In the present specification, an aryl group means a monovalent aromatic hydrocarbon or a monovalent group of an aromatic hydrocarbon derivative. In the present specification, an aromatic hydrocarbon means a compound in which pi electrons are completely conjugated and which contains a planar ring, and a group derived from an aromatic hydrocarbon means a structure in which an aromatic hydrocarbon or a cyclic aliphatic hydrocarbon is fused with an aromatic hydrocarbon. Further, in the present specification, an aryl group intends to include a monovalent group in which two or more aromatic hydrocarbons or derivatives of an aromatic hydrocarbon are linked to each other. The aryl group is not particularly limited, but preferably has 6 to 50 carbon atoms; 6 to 30 carbon atoms; 6 to 25 carbon atoms; 6 to 20 carbon atoms; 6 to 18 carbon atoms; or 6 to 13 carbon atoms, and the aryl group can be monocyclic or polycyclic. Specific examples of the monocyclic aryl group include a phenyl group, a biphenyl group, a terphenyl group, and the like, but are not limited thereto. Specific examples of the polycyclic aryl group include a naphthyl group, an anthracenyl group, a phenanthryl group, a triphenylene group, a pyrenyl group, a perylenyl group, a chrysenyl group, a fluorenyl group, and the like, but are not limited thereto.

In the present specification, the fluorenyl group can be substituted, and adjacent substituents can be bonded to each other to form a ring.

In the present specification, when it is said that a fluorenyl group can be substituted, the substituted fluorenyl group includes all the compounds in which substituents of a pentagonal ring of fluorene are spiro-bonded to each other to form an aromatic hydrocarbon ring. Examples of the substituted fluorenyl group include 9,9′-spirobifluorene, spiro[cyclopentane-1,9′-fluorene], spiro[benzo[c]fluorene-7,9-fluorene], and the like, but are not limited thereto.

In the present specification, a heterocyclic group includes one or more atoms other than carbon, that is, one or more heteroatoms, and specifically, the heteroatom can include one or more atoms selected from the group consisting of O, N, Si, S, and the like.
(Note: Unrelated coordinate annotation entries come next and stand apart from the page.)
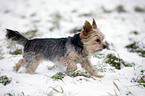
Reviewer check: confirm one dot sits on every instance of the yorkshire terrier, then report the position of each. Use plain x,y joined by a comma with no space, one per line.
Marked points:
67,51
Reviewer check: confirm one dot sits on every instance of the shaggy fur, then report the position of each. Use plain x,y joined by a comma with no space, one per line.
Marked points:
67,51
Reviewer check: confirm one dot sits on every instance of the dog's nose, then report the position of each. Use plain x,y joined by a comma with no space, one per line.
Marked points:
104,46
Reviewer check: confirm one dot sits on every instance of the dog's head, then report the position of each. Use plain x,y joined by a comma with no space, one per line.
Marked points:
92,37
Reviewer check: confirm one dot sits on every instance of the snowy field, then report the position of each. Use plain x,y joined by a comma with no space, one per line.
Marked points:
122,22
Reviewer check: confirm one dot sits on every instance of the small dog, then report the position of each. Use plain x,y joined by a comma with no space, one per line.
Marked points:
67,51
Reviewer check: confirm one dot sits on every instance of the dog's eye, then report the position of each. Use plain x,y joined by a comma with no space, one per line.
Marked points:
97,40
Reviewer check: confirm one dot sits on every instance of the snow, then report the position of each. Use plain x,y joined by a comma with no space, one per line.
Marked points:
24,15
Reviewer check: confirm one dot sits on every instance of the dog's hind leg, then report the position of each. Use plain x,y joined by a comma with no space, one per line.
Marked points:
18,65
32,62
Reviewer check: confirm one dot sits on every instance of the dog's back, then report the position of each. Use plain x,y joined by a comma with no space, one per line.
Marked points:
48,48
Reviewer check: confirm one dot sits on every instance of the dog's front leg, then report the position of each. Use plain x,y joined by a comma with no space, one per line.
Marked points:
85,63
69,63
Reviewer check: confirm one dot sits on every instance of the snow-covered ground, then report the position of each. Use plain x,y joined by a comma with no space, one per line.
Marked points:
56,18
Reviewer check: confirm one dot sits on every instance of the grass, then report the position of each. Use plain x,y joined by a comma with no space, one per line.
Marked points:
30,33
5,80
120,9
1,54
75,30
16,52
56,18
139,9
140,79
134,47
13,94
90,14
60,75
116,61
106,10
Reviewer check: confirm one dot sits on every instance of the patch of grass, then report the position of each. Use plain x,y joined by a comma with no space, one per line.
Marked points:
134,47
7,11
56,18
13,94
33,15
86,14
16,52
5,80
57,89
134,32
120,9
116,61
30,33
105,10
1,57
140,79
75,30
60,75
139,9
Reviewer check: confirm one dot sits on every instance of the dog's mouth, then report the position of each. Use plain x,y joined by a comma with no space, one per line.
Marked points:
98,50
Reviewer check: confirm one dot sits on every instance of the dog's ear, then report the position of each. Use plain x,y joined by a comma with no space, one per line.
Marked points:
94,24
86,30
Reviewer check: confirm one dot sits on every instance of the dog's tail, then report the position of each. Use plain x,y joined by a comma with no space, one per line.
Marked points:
16,36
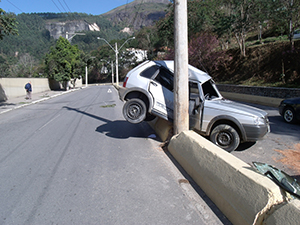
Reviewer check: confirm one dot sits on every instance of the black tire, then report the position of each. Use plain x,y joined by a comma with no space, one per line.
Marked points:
149,117
134,110
289,115
226,137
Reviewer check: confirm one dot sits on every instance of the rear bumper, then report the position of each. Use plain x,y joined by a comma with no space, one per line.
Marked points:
121,91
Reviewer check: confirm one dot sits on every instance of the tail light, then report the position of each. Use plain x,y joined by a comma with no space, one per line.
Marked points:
125,81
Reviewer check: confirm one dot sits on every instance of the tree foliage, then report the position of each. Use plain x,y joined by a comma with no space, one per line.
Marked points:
64,61
8,24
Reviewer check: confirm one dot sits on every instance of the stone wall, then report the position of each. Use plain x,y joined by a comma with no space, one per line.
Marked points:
272,92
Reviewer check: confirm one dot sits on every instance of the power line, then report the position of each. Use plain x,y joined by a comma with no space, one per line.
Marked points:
67,6
62,5
56,6
15,6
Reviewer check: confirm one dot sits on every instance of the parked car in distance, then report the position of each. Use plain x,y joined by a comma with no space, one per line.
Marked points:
148,93
289,109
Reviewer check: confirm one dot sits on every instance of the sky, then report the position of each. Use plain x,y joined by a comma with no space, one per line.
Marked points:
94,7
The number of carbon atoms thereof is not particularly limited, but is preferably 2 to 50; 2 to 30; 2 to 20; 2 to 18; or 2 to 13. Examples of the heterocyclic group include a thiophene group, a furanyl group, a pyrrole group, an imidazole group, a thiazole group, an oxazole group, an oxadiazole group, a pyridine group, a bipyridine group, a pyrimidine group, a triazine group, a triazole group, an acridine group, a pyridazine group, a pyrazine group, a quinoline group, a quinazoline group, a quinoxaline group, a phthalazine group, a pyridopyrimidine group, a pyridopyrazine group, a pyrazinopyrazine group, an isoquinoline group, an indole group, a carbazole group, a benzoxazole group, a benzimidazole group, a benzothiazole group, a benzocarbazole group, a benzothiophene group, a dibenzothiophene group, a benzofuran group, a phenanthrolinyl group, a thiazole group, an isoxazole group, an oxadiazole group, a thiadiazole group, a benzothiazole group, a phenothiazine group, a dibenzofuran group, a dihydrophenothiazine group, a dihydrobenzoisoquinoline group, a chromene group, and the like, but are not limited thereto.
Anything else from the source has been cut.